Intraoperative in vivo confocal laser endomicroscopy imaging at glioma margins: can we detect tumor infiltration?

J Neurosurg 140:357–366, 2024

Confocal laser endomicroscopy (CLE) is a US Food and Drug Administration–cleared intraoperative real-time fluorescence-based cellular resolution imaging technology that has been shown to image brain tumor histoarchitecture rapidly in vivo during neuro-oncological surgical procedures. An important goal for successful intraoperative implementation is in vivo use at the margins of infiltrating gliomas. However, CLE use at glioma margins has not been well studied.

METHODS Matching in vivo CLE images and tissue biopsies acquired at glioma margin regions of interest (ROIs) were collected from 2 institutions. All images were reviewed by 4 neuropathologists experienced in CLE. A scoring system based on the pathological features was implemented to score CLE and H&E images from each ROI on a scale from 0 to 5. Based on the H&E scores, all ROIs were divided into a low tumor probability (LTP) group (scores 0–2) and a high tumor probability (HTP) group (scores 3–5). The concordance between CLE and H&E scores regarding tumor probability was determined. The intraclass correlation coefficient (ICC) and diagnostic performance were calculated.

RESULTS Fifty-six glioma margin ROIs were included for analysis. Interrater reliability of the scoring system was excellent when used for H&E images (ICC [95% CI] 0.91 [0.86–0.94]) and moderate when used for CLE images (ICC [95% CI] 0.69 [0.40–0.83]). The ICCs (95% CIs) of the LTP group (0.68 [0.40–0.83]) and HTP group (0.68 [0.39–0.83]) did not differ significantly. The concordance between CLE and H&E scores was 61.6%. The sensitivity and specificity values of the scoring system were 79% and 37%. The positive predictive value (PPV) and negative predictive value were 65% and 53%, respectively. Concordance, sensitivity, and PPV were greater in the HTP group than in the LTP group. Specificity was higher in the newly diagnosed group than in the recurrent group.

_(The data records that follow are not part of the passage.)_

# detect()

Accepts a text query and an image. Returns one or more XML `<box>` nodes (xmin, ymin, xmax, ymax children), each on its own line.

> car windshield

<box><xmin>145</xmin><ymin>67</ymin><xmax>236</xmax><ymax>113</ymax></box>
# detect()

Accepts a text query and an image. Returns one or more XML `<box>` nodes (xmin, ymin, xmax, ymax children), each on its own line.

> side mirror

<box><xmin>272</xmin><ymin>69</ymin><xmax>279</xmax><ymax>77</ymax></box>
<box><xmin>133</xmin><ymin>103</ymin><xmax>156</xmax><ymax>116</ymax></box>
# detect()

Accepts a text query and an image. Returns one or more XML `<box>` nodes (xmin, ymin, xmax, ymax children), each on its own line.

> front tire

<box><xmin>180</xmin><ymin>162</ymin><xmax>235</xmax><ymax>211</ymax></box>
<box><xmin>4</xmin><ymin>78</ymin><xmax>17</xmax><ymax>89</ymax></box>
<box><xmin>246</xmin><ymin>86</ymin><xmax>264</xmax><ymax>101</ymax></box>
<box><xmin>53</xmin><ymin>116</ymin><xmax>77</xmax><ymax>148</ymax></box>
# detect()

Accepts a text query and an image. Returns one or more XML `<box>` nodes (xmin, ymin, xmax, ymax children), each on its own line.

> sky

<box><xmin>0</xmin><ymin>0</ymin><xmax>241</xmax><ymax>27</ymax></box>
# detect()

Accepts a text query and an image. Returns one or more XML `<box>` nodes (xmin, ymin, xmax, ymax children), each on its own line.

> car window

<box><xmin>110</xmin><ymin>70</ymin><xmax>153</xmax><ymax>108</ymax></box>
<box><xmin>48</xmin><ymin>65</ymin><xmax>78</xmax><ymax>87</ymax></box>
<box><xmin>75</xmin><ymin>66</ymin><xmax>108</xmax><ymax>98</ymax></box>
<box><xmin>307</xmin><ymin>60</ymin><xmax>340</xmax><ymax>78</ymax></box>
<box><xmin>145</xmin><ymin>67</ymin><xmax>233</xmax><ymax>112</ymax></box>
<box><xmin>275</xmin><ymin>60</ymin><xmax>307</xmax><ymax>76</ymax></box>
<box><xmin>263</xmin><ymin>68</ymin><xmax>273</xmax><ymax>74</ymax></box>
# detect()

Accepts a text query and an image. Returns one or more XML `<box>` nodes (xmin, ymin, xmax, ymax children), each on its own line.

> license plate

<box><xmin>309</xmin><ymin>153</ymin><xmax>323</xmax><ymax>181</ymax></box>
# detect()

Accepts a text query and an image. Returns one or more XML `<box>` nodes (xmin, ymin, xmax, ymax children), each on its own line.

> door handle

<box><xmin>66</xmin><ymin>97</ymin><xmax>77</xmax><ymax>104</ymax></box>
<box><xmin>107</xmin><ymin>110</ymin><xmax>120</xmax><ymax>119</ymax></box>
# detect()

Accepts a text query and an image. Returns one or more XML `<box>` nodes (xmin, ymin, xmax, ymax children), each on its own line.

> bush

CONCLUSIONS CLE may detect tumor infiltration at glioma margins. However, it is not currently dependable, especially in scenarios where low probability of tumor infiltration is expected. The proposed scoring system has excellent intrinsic interrater reliability, but its interrater reliability is only moderate when used with CLE images. These results suggest that this technology requires further exploration as a method for consistent actionable intraoperative guidance with high dependability across the range of tumor margin scenarios. Specific-binding and/or tumor-specific fluorophores, a CLE image atlas, and a consensus guideline for image interpretation may help with the translational utility of CLE.